Jack Hood

Personal information
- Nickname: "Gentleman" Jack
- Nationality: British
- Born: 17 December 1902 Birmingham, England
- Died: 1 July 1992 (aged 89)
- Weight: Welterweight, middleweight

Boxing career

Boxing record
- Total fights: 48
- Wins: 35
- Win by KO: 10
- Losses: 6
- Draws: 6
- No contests: 1

= Jack Hood =

British boxer (1902–1992)

Jack Hood (17 December 1902 – 1 July 1992) was a British boxer who was British and European welterweight champion in the 1920s and 1930s.

==Career==
===Early years===
From Birmingham, "Gentleman" Jack Hood made his professional debut in September 1924 with a win over Joe Boswell. Undefeated in his first seven fights, he lost to Edouard Verret on a points decision in September 1925. He fought Verret again in January 1926, this time winning on points over twenty rounds. His next fight was a challenge for Harry Mason's British welterweight title, winning a controversial points decision over 20 rounds and earning a Lonsdale Belt. A rematch two months later ended in the same result. In 1926 he travelled to the United States for a series of fights with the aim of securing a shot at the world title, which included wins over Paul Doyle and Meyer Grace, a draw with Jimmy Jones, and a defeat to Jack Movey.
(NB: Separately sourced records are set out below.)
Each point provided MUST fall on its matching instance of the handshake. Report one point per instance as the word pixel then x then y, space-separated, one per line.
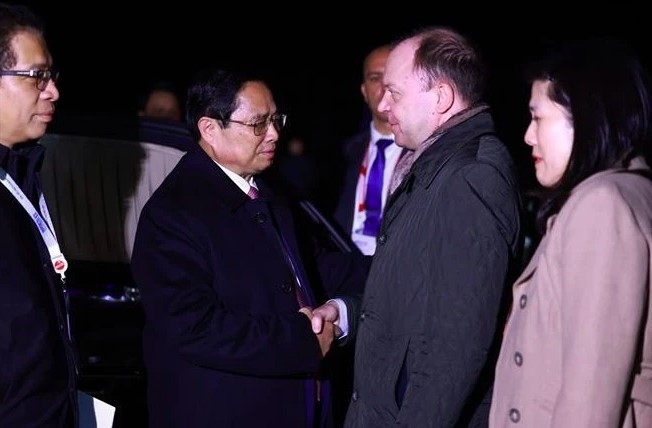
pixel 325 324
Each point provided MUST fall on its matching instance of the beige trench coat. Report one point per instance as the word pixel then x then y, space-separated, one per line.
pixel 577 349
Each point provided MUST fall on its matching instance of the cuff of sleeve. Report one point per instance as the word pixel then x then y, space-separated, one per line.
pixel 343 319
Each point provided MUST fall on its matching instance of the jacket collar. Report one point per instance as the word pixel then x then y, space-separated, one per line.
pixel 22 162
pixel 467 126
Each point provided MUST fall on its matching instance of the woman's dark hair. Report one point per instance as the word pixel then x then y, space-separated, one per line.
pixel 606 89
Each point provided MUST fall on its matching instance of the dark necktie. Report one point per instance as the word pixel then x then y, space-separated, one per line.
pixel 374 193
pixel 298 289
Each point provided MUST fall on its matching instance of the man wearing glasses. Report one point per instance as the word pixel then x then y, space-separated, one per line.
pixel 37 364
pixel 224 286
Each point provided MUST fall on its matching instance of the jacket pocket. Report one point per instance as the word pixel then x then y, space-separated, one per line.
pixel 383 370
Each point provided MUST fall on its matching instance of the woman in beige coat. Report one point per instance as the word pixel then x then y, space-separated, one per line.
pixel 577 349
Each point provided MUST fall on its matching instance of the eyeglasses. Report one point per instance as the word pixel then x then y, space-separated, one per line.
pixel 278 120
pixel 42 77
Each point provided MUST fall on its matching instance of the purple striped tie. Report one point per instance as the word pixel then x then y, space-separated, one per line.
pixel 298 288
pixel 374 194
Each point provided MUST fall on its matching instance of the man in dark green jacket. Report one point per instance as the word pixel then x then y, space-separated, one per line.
pixel 429 324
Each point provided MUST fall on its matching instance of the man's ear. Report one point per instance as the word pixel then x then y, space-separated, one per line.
pixel 363 91
pixel 208 127
pixel 445 97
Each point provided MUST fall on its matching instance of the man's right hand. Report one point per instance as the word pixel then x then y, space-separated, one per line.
pixel 327 333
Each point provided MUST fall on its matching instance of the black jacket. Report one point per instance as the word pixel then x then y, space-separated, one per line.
pixel 434 299
pixel 37 374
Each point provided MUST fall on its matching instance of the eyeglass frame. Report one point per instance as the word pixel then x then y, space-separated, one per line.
pixel 278 120
pixel 42 76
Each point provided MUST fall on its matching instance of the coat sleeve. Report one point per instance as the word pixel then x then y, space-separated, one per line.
pixel 603 260
pixel 479 231
pixel 183 309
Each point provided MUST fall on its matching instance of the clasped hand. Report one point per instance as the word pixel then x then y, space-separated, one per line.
pixel 324 321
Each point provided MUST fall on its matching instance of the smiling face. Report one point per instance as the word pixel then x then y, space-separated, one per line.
pixel 234 145
pixel 25 111
pixel 550 134
pixel 411 108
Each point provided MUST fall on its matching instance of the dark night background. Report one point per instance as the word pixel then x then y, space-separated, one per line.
pixel 311 52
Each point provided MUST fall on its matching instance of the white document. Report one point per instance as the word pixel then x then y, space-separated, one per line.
pixel 93 412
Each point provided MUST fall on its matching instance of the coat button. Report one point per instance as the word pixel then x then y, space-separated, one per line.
pixel 260 217
pixel 287 287
pixel 514 415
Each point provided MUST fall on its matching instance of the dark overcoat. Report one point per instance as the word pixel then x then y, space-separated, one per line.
pixel 224 343
pixel 37 359
pixel 432 309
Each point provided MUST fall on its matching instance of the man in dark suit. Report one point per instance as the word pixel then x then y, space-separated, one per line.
pixel 360 152
pixel 228 340
pixel 37 360
pixel 428 328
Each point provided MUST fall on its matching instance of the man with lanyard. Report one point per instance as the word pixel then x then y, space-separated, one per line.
pixel 37 359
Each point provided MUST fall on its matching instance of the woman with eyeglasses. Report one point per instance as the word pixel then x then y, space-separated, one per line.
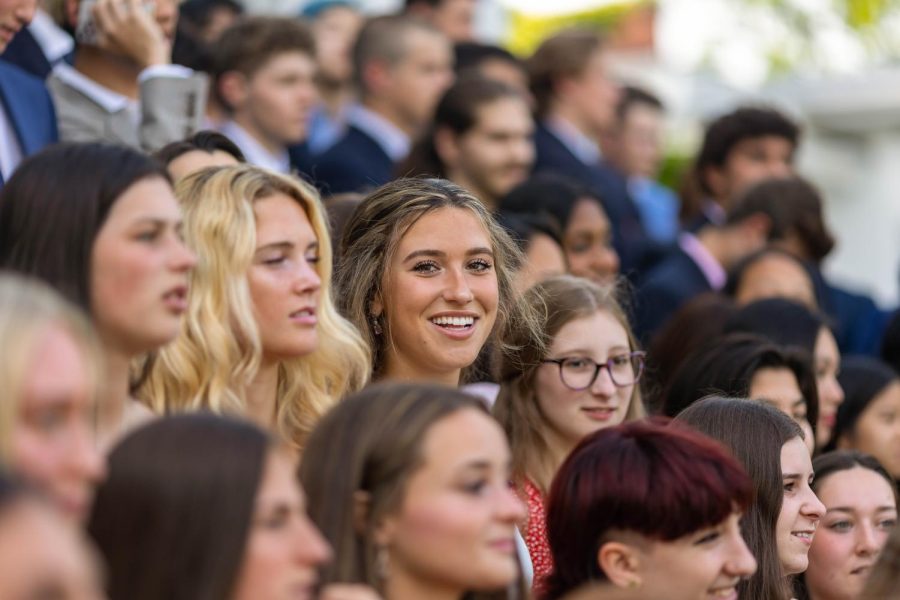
pixel 585 380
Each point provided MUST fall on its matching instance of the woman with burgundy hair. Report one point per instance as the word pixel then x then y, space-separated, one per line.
pixel 650 511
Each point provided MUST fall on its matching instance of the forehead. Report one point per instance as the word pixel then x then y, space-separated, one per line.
pixel 598 331
pixel 448 229
pixel 856 487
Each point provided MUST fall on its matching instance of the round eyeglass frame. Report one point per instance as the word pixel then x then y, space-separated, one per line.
pixel 639 355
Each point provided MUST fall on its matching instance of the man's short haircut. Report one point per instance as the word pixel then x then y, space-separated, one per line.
pixel 252 41
pixel 203 141
pixel 384 39
pixel 565 54
pixel 727 131
pixel 470 56
pixel 632 96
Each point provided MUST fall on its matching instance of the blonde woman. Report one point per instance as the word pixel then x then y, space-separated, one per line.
pixel 584 380
pixel 261 337
pixel 48 393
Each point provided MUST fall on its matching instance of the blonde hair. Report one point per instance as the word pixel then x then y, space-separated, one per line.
pixel 28 309
pixel 372 236
pixel 559 300
pixel 219 351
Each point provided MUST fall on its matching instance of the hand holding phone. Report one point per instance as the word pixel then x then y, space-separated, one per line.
pixel 126 27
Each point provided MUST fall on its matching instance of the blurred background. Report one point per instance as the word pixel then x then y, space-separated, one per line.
pixel 834 65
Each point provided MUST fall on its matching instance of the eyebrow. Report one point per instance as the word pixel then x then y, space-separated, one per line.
pixel 850 509
pixel 314 245
pixel 439 254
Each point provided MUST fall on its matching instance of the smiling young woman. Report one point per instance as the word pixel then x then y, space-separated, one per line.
pixel 426 276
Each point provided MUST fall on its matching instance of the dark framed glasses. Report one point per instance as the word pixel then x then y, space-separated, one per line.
pixel 579 373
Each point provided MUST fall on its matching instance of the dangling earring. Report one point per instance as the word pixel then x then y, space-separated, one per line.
pixel 382 564
pixel 376 324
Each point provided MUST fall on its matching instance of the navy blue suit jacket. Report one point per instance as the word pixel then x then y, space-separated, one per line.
pixel 355 163
pixel 28 107
pixel 674 281
pixel 629 238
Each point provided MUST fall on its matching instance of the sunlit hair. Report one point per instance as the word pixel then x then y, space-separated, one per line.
pixel 661 482
pixel 218 353
pixel 371 445
pixel 372 236
pixel 28 310
pixel 558 301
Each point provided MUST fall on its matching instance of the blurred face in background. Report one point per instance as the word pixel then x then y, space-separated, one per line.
pixel 860 513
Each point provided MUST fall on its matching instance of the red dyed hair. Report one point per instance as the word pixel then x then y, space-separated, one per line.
pixel 662 482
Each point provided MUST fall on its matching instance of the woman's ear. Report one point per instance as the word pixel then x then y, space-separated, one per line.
pixel 621 564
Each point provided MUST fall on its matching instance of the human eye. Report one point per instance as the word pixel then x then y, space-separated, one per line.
pixel 426 267
pixel 708 537
pixel 577 363
pixel 841 526
pixel 475 487
pixel 480 265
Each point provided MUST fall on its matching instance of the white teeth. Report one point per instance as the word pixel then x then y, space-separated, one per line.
pixel 454 321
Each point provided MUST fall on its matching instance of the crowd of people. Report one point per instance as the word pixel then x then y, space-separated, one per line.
pixel 357 308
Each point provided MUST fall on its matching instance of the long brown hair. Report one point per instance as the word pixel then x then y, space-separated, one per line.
pixel 557 300
pixel 755 433
pixel 371 443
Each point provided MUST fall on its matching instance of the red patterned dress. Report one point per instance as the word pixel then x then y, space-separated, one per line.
pixel 536 534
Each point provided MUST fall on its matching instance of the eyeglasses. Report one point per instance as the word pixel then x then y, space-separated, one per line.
pixel 578 373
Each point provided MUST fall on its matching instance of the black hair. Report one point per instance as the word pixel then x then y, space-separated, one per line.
pixel 173 517
pixel 862 378
pixel 205 141
pixel 55 204
pixel 727 366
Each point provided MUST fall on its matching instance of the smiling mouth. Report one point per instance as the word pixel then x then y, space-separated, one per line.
pixel 455 323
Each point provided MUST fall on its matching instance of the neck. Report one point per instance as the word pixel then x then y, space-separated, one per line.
pixel 400 586
pixel 574 118
pixel 114 395
pixel 544 467
pixel 401 371
pixel 334 96
pixel 273 146
pixel 488 199
pixel 389 112
pixel 262 396
pixel 715 242
pixel 117 73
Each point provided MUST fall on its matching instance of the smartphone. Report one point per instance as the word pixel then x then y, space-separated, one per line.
pixel 86 30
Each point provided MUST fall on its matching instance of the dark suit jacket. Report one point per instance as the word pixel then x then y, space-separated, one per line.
pixel 355 163
pixel 24 52
pixel 674 281
pixel 28 107
pixel 629 238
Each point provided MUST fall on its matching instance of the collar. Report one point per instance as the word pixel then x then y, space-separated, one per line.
pixel 395 143
pixel 713 272
pixel 110 101
pixel 254 152
pixel 583 147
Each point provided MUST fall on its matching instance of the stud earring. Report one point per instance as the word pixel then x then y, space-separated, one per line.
pixel 376 325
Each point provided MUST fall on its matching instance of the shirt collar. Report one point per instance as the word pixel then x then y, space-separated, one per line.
pixel 112 102
pixel 254 152
pixel 395 143
pixel 714 272
pixel 583 147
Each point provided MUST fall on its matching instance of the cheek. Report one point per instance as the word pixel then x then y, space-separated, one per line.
pixel 34 457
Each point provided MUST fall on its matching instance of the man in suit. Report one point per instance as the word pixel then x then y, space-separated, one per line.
pixel 123 87
pixel 264 78
pixel 739 149
pixel 401 67
pixel 575 105
pixel 27 119
pixel 699 263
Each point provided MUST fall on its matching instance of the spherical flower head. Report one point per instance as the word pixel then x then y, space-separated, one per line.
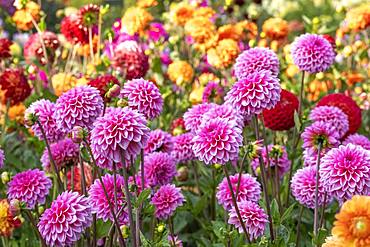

===British and Empire middleweight titles===
An undefeated run back in the UK, including a knock-out win over European middleweight champion Bruno Frattini and a points win over Belgian cruiserweight champion Louis Wustenrad, led to a fight in October 1929 with Len Harvey, with British and Empire middleweight titles and a £4,100 purse at stake; Harvey won, and retained his titles in a rematch in December after the fight was drawn.

===Welterweight title===
Hood's welterweight title was removed by the BBBofC in October 1931 after failing to defend the title. Over the next three years Hood fought with mixed success, including defeats to Harry Mason and Len Harvey, and two draws with Dave Shade and a draw with Vince Dundee, but in 1933 he got another shot at the British welterweight title against Stoker George Reynolds after initially turning down the fight as he deemed the £500 purse inadequate; Hood won with a ninth-round knockout to regain the title. This led to a European title fight against Adrien Anneet in May 1933, which Hood won when Anneet was disqualified in the third round for throwing low blows. The fight was subject to an inquiry by the International Boxing Union, which confirmed the result in December.

===Final boxing years===
Promoter Ted Salmon unsuccessfully tried to get Hood a fight with Young Corbett for the world welterweight title in 1933, and Hood filed a challenge with the New York State Athletic Commission in January 1934 for a world title fight with Jimmy McLarnin, but he didn't get a chance to challenge for the title. Hood lost to Len "Tiger" Smith in February 1934, the match postponed from January after Hood fell ill with influenza, subsequently announcing his retirement from boxing and relinquishing the British welterweight title, saying "We must all bow to the inevitable, and being no exception I realise that my best boxing days are now past." He returned, however, in October to fight Smith again, this time winning a points decision over 15 rounds, this proving to be his final fight. In an 11-year career he won 35 of 48 fights and in 6 defeats was only stopped once.

Hood's Lonsdale Belt sold at auction in 2011 for £36,000.

==Retirement from boxing==
Hood went on to run The Bell Inn, a public house, in Tanworth-in-Arden for 36 years.

==Death==
Jack Hood died on 1 July 1992, aged 89.